Comment by 542458
3 hours ago
> Anyone can be an "ideas guy".
I disagree with this. I've worked with amazing "ideas guys" who just cranked out customer insights and interesting concepts, and I've worked with lousy ones, who just kinda meandered and never had a focused vision beyond a milquetoast copy of the last thing they saw. There's a real skill to forming good concepts, and it's not a skill everyone has!
I do agree that having good ideas is a skill in its own right. But people with bad ideas are idea guys too! You see them all the time in the indie game development scene in particular. "I need a programmer, and an artist, and a composer, to build this amazing idea for me!", together with an 8 paragraph wall of text (the paragraphs are if you're lucky) describing the idea, and as you'd expect from somebody who couldn't be bothered to develop a single skill, their game ideas are exactly as good as their programming, art, and music.
I find that the strength of people's ideas tends to be highly correlated with their overall skills. I don't know that you can develop the capability for good ideas without getting your hands dirty learning a field, experimenting, absorbing all kinds of information and understanding what really goes into the making of a good idea. In that way, the person with good ideas always ends up being more than just a ideas guy. They don't just have good ideas, they have good ideas and the skills to back them up. Whereas the "ideas guy" label is usually applied to people who have nothing to bring to the table other than their ideas, and wouldn't you know it, they aren't nearly as good as they think they are.

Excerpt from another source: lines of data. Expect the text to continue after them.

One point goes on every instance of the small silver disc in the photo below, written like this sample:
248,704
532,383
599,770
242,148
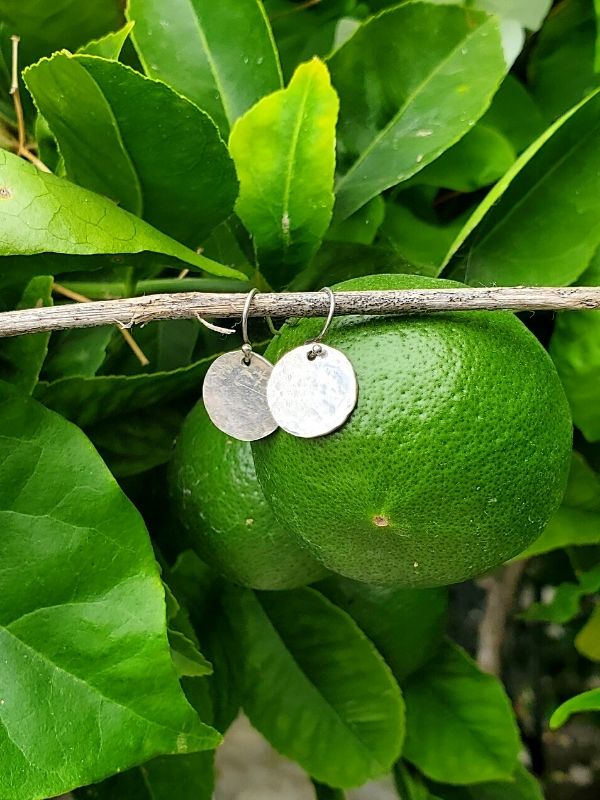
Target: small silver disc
310,397
235,396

I think the Product Manager title was (and still is) one of the most abused titles in tech. A great product manager is indispensable for setting product direction in a way that can't be accomplished by others doing it part-time or advocating for their own needs. I've worked with some truly great product managers.
I've also worked with a lot of awful product managers. The product manager title is squishy enough that it gets assigned to people with charisma or confidence without actual skills to follow through. A bad product manager can blend in to a company for years by relaying ideas around from one group to another and having ChatGPT write documents. The engineers on the ground see the incompetence long before it becomes undeniable at the higher ranks.
When I read Hacker News and other sites I suspect a lot of engineers have only ever worked with bad PMs from the latter category.
What do you think the good ones do? And how do they set direction in a way that’s good compared to a bad one?
The good ones have original thoughts and can combine knowledge from different domains in nontrivial ways
Anyone can be an "ideas guy" because there's no failure event that stops you. Contrast this with being a plumber. Not anyone can be a plumber.
I think that the point about building with agents though. Your ideas meet reality sooner and you actually get feedback on whether they are worth anything or not. So you're not really being an ideas guy in the sense of just throwing ideas out there. You're being an ideas guy in the sense of testing your ideas, which is really the essence of what building startups is: figuring out what people want.
That's true. I was just responding to the post above, which seemed to be inferring a different meaning (i.e. that there are no bad or good ideas guys) than how I interpreted it.